Sick

I have a long week ahead of me. As I basically spent all of last week after work getting high I decided when I had only 5 pills left I would give myself a break and use them to taper, lose of a bit of my tolerance by having a couple of weeks off. So starting tomorrow I get one pill every morning for the next 5 days to make my withdrawals just manageable enough that I can continue my job without too much interference. This coming down from the 8 pills I have been taking every evening.

Had a conversation with a friend yesterday that made me realise that there are some people out there that have the same mindset as me. We were discussing the reasons we got high. It's because both of us think that at least at this point in our life we spend our days counting down to 5pm then waiting for the weekend. We'd be this way drugs or no drugs because we realised that, that is life for the next 50/60 years. It's dull, repetitive and boring.
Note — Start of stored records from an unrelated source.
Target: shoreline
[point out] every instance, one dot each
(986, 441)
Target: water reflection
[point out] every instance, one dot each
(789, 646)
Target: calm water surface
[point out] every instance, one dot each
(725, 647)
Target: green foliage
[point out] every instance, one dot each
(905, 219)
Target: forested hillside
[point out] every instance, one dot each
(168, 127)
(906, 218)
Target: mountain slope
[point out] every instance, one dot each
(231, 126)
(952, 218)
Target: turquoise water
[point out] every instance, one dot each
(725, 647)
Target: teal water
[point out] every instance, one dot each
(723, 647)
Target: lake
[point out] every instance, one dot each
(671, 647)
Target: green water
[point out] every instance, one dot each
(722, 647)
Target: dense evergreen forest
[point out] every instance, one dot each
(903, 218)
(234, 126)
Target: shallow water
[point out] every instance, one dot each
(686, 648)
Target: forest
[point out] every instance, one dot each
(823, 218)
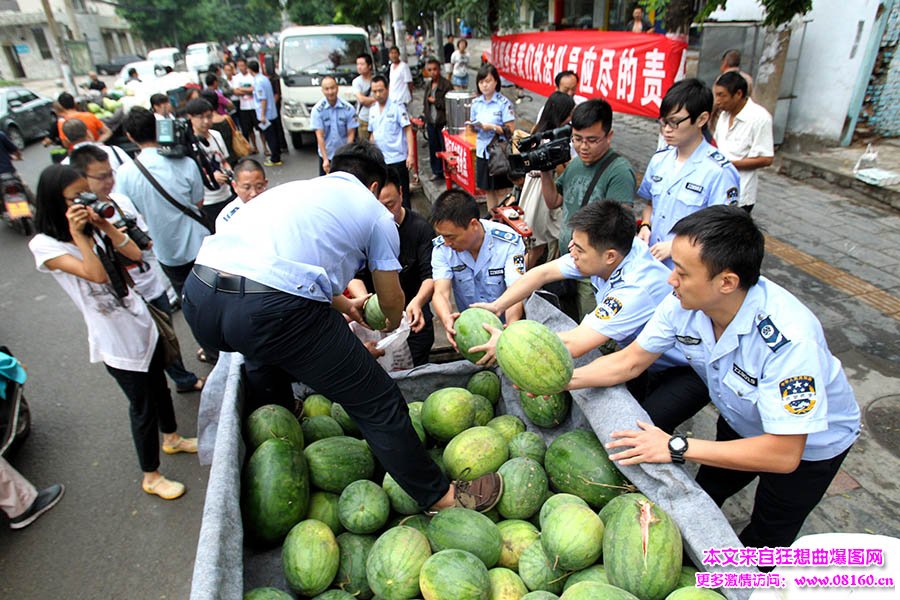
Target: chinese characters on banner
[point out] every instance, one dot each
(630, 71)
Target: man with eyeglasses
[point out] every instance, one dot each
(688, 174)
(249, 182)
(598, 173)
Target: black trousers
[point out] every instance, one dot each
(287, 338)
(150, 408)
(403, 172)
(435, 145)
(782, 502)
It leaves us no choice but to find other ways to make life seem more interesting. Thats why we both turn to drugs so that it is interesting, interesting is far more important to me than fun or exciting because if it isn't interesting I just feel bored, my mind needs constant stimulation and my life just doesn't bring that. Books, the internet and drugs are the only things that can keep my mind happy and interested.

Ignorance really is bliss, being stupid you can be happy a lot easier. I envy ignorant people sometimes. Some people spend their life chasing the dragon, I spend my chasing my brain, most people don't even interest me.
 
It's true in a way. If you are working a job you don't want, and maybe can't find a better one, you're stuck. Drugs take the edge off and make you feel more human. Sounds weird right? Drugs will always be there for you, and listen to your pain. Ignorance is total bliss dude. I used to be religious and until i changed my views, I was happily single minded. It's funny that after 8 years, i'd do anything to get that mindset back. I can relate to why you use dude, I was the same.